COITUS INTERRUPTUS
THE SEXUAL LIFE OF WOMAN IN ITS PHYSIOLOGICAL, BIOLOGICAL AND HYGIENIC ASPECTS. E. Heinrich Kisch, M.D.
The prevailing practice of coitus interruptus leads, in my experience in consequence of the intense hyperaemia of the uterus and the uterine annexa unrelieved by the occurrence of the orgasm, to a condition of stasis in the female reproductive organs, and this ultimately passes on into chronic netritis, (with relaxation of the uterus, retro-flexion, or ante-flexion, catarrhal diseases of the mucous membrane, erosions and follicular laceration of the portio vaginalis) oophoritis and perimetritis. The evil effects of coitus interruptus for a woman are dependent on the fact that the woman fails to obtain complete sexual gratification, and that this has an important influence on her entire organism. If this ungratifying coitus interruptus is frequently repeated in a voluptuous woman disorders of the reproductive organs ensue, and even more frequently nervous disorders in the form of neurasthenia sexualis. P. 403.
Mantegazza believes that organic disease of the spinal cord may actually result from coitus interruptus.
Hirt considers that even when marital intercourse is carefully regulated with respect to frequency, coitus interruptus may lead to neurasthenic manifestations.
Eulenberg also declares that coitus interruptus is already a frequent cause of sexual neurasthenia in women and that its evil influence in this respect is becoming more and more frequently manifest. P. 405.
Valenta declared that coitus interruptus was one of the chief causes of chronic netritis.
According to Kleinwachter, coitus interruptus is harmful to the woman to an extent by no means trivial, whereas the man in whom ejaculation occurs, suffers comparatively little. P. 407.
DISORDERS OF THE SEXUAL FUNCTION. By Max Huhner, M.D., Chief of Clinic, Genitourinary Department, Mt. Sinai Hospital Dispensary, New York City.

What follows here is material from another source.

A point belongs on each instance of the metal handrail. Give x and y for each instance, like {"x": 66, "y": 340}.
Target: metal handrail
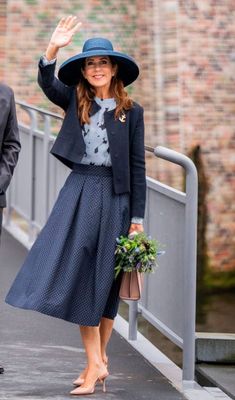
{"x": 188, "y": 338}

If the act of coitus is stopped before it is completed, the seminal vesicles have not been able to completely empty themselves, or to empty themselves as completely as during a normal coitus, and are thus left more or less filled. The mucous membrane in the prostalic urethra has not been able to completely deplethorize itself, and thus remains more or less congested after the act. As a result of all this, impulses are sent much sooner from the distended vesicles and the prostatic urethra to the erection center and the cerebrum, so that the desire for coitus is felt sooner than after normal coitus. The seminal vesicles, being never completely emptied during withdrawal coitus, are constantly sending impulses to the erection center, while the mucous membrane of the prostatic urethra, being in a condition of chronic congestion in consequence of repeated acts of withdrawal, is likewise sending continuous impulses to the same center whether coitus is indulged or not. The result of these continued impulses sent from both sources, as well as the repeated demands made upon the center itself from the oft repeated acts of coitus, is, that the erection center does not completely recover itself and finally remains in a state of hyperexcitability.... It must be remembered, however, that all this does not occur as a result of a single act of withdrawal; and it is often only after years of this practice that the harmful effects above described become evident. Page 227.